Cabul - Pelo menos 11 pessoas foram detidas por suspeita de envolvimento no linchamento de uma jovem com problemas mentais em Cabul, a capital do Afeganistão, que foi acusada de queimar o Corão, o livro sagrado do Islã, informou neste sábado à Agência Efe uma fonte policial.
A mulher, chamada Farkhonda, de 27 anos, morreu depois que foi brutalmente agredida na sexta-feira por um grupo de pessoas.
"Detivemos até agora 11 pessoas, entre eles vigias do santuário e escritores de talismãs. Acredita-se que eles foram responsáveis por confundir centenas de transeuntes", disse o chefe do departamento de investigação criminal da polícia de Cabul, Farid Afzali.
A polícia não encontrou provas de que a jovem havia queimado uma cópia do livro sagrado muçulmano, por isso "foi um mal-entendido das pessoas e só encontramos alguns pedaços de papel queimados em um forno metálico", afirmou Afzali.
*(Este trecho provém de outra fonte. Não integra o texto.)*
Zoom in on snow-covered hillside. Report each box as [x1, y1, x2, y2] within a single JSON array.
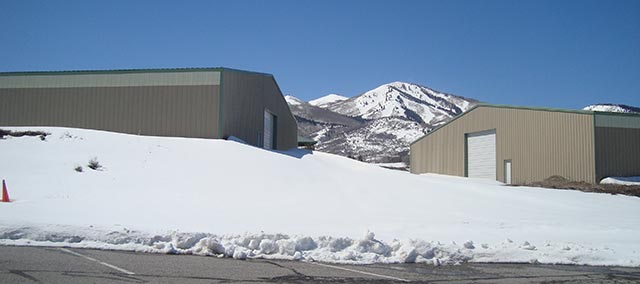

A família da vítima garantiu para a polícia que a mulher já foi uma especialista na religião e completou vários graus de estudos, mas sofria de transtornos psicológicos há 16 anos.
Os vídeos divulgados nas redes sociais mostram uma multidão, em sua maioria homens jovens, agredindo a mulher com pedaços de pau, pedras e golpes. Em seguida, o grupo aprece ateando fogo a seu corpo para depois jogá-lo no rio Cabul.
O crime ocorreu em uma área movimentada da cidade dentro do santuário de Shah-Do-Shamshira, aonde muitas mulheres vão para rezar e comprar amuletos dos escritores de talismãs.
Organizações civis condenaram o linchamento, do qual foram divulgadas muitas imagens e vídeos nas redes sociais. Nas imagens, a vítima garantiu que não havia queimado o Corão, mas apenas "papéis sem uso, que estavam jogados".
"Ela foi enviada pelos americanos, que vergonha, está queimando o Corão", gritavam algumas pessoas nos vídeos, que foram utilizados pela polícia para efetuar as detenções.
"A surra durou cerca de 45 minutos, foi presenciada por policiais e aconteceu a apenas um quilômetro de distância do Ministério do Interior e de vários edifícios das forças de segurança, mas ninguém prestou socorro", declarou à Efe o ativista de direitos sociais Abdul Wadoud Pedram.
Vários grupos foram criados no Facebook para exigir uma investigação por parte do governo, com o slogan "Justiça para Farkhonda".
Afzali declarou que os policiais presentes fizeram o possível, mas foram incapazes de evitar o linchamento, pois havia "milhares" de pessoas.
O presidente afegão, Ashraf Gani, ordenou ontem uma investigação completa do incidente. Gani afirmou em comunicado que o incidente foi um ato de "extrema violência" e advertiu que "fazer julgamentos pessoais está em clara contradição com a Justiça islâmica".
A conservadora sociedade afegã é muito sensível aos casos de blasfêmia e profanação do Corão.
Pelo menos quatro civis morreram e cinco ficaram feridos em 2013 depois que homens não identificados abriram fogo durante um protesto contra um policial que profanou um Corão no sul do país.
Em fevereiro de 2012, a suposta queima de exemplares do Corão na prisão de Bagram, perto de Cabul, suscitou uma onda de violência em diferentes pontos do país na qual morreram mais de 30 pessoas.